Las ideas de Lamarck contenían el germen de futuros avances en las teorías evolutivas de la adaptación basadas en la interacción entre el organismo y su ambiente, pero tuvieron poca resonancia en su tiempo, quizá porque quedaron ensombrecidas por otros debates. Lamarck se enfrentó, científica y personalmente, a Cuvier, quien estableció la fijeza de los cuatro planes fundamentales de organización en el reino animal: vertebrados, articulados, moluscos y radiados. La escala natural estaba rota y era imposible pasar de un eslabón a otro mediante cambios adaptativos. Resultaba difícil contrarrestar la gran precisión de las descripciones anatómicas de Cuvier, pero Lamarck todavía pudo presentar una gran prueba positiva de evolución gradual anatómica: en aquella época se descubrió que un feto de una ballena, que carecía de dientes en estado adulto, presentaba rudimentos de dientes en sus estados embrionarios.

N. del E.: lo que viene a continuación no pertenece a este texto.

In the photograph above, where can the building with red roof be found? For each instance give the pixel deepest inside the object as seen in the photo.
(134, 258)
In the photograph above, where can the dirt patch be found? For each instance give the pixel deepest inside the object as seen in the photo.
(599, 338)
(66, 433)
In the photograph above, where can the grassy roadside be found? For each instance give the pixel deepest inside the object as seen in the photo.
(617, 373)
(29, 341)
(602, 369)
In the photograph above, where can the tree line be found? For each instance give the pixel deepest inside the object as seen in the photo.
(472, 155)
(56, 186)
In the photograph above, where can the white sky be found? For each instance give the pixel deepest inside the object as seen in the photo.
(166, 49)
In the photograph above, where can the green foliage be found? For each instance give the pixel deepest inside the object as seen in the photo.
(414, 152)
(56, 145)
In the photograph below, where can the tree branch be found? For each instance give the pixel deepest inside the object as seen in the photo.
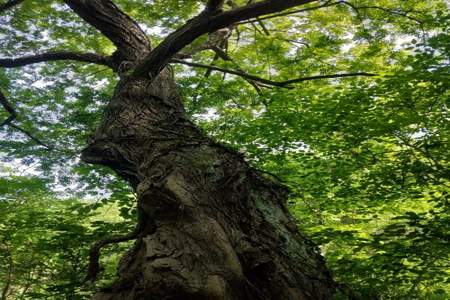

Actualmente, estas observaciones de caracteres ancestrales en estadios juveniles constituyen una de las pruebas más concluyentes de la evolución, pero en tiempos de Lamarck fueron interpretadas basándose en la existencia de un plan unitario en la construcción de los seres vivos. La unidad de tipo es una concepción derivada de las ideas románticas de la filosofía natural de la época, según la cual todos los seres vivos comparten un mismo tipo constructivo. Otro colega de Lamarck en el Museo de París, Geoffroy Saint-Hilaire (1772-1844), defendió este punto de vista hasta tal extremo que llegó a homologar no sólo las distintas partes de los vertebrados, sino también a establecer homologías entre cada parte de un vertebrado y otra correspondiente de un insecto o un molusco. Cuvier pulverizó este argumento extremista en una hábil presentación en la Academia de Ciencias. Como veremos más adelante, los recientes descubrimientos en la regulación genética del desarrollo han permitido una cierta reivindicación de las ideas de Saint-Hilaire, dada la correspondencia entre los genes encargados de regular el desarrollo del cuerpo de los animales, con independencia de los planes de construcción a los que se adscribe cada uno.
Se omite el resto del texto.